Furthermore, with life expectancy of 83yrs, it will mean that the parents HDB home would have left 47yrs on the 99yr lease, which would be an inheritance that would be worth for sure more than its purchased price of $400,000, & even if it cant be sold, it can still be rented out, subjected to approval from HDB based upon relevant grounds, even if at today's current rent of $3,500/mth for a 4 rm flat unit whole, it will be est a rental total of $2 million by the 47th yr.

This example is NOT a fantasy, but based upon realities. Facts & figures do not lie. Most would be pre-occupied with work & family to care, but it just need simple financial knowledge & planning to enjoy the sunset years, than to live in fear, ignorance & hearsay.
Please check your sums, there are deductions like DPS, Eldershield, and deductions due to surgeries and/or child birth.

Factor in the rising cost of education, food and transportation. This couple better pray their jobs are secure within the next 25 years.

Besides, the $100+K cash in hand and the $300+K CPF monies would have their value eroded by inflation in 25 years time.
 

Willamshakespear

Alfrescian
Loyal
Please check your sums, there are deductions like DPS, Eldershield, and deductions due to surgeries and/or child birth.

Factor in the rising cost of education, food and transportation. This couple better pray their jobs are secure within the next 25 years.

Besides, the $100+K cash in hand and the $300+K CPF monies would have their value eroded by inflation in 25 years time.

The insignificant nobody simpleton me would welcome anyone to check upon my figures. I am just saddened that while you claimed to have the ability to point out my mistakes, so why did you NOT post your own figures to prove your superiority or those whom you supported, but instead asked me to do so?

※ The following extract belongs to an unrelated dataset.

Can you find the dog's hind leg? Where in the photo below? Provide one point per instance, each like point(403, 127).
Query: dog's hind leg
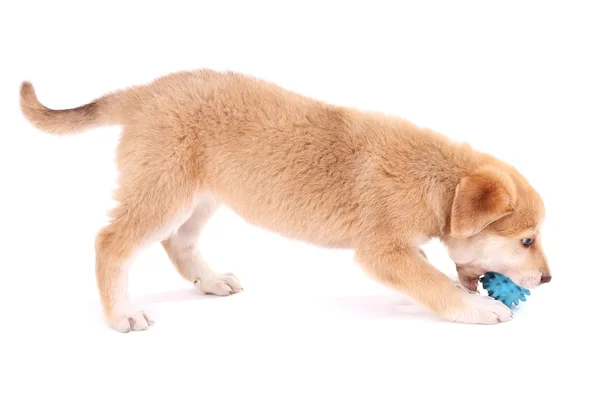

Is this how opposition political & supporters work - to make others put in the effort, do the hard work, & then smugly point out minor discrepancies, then claim their superiority & right to rule, lead & govern the nation?

Just for your information, my figures had factored in average inflation rate. DPS, Eldershield are only less than a few hundreds per year, negligible to the vast sums within one's CPF & can even be topped up by cash. Does a Human need surgery or give birth every day?

My apologies & no offence intended. All the best.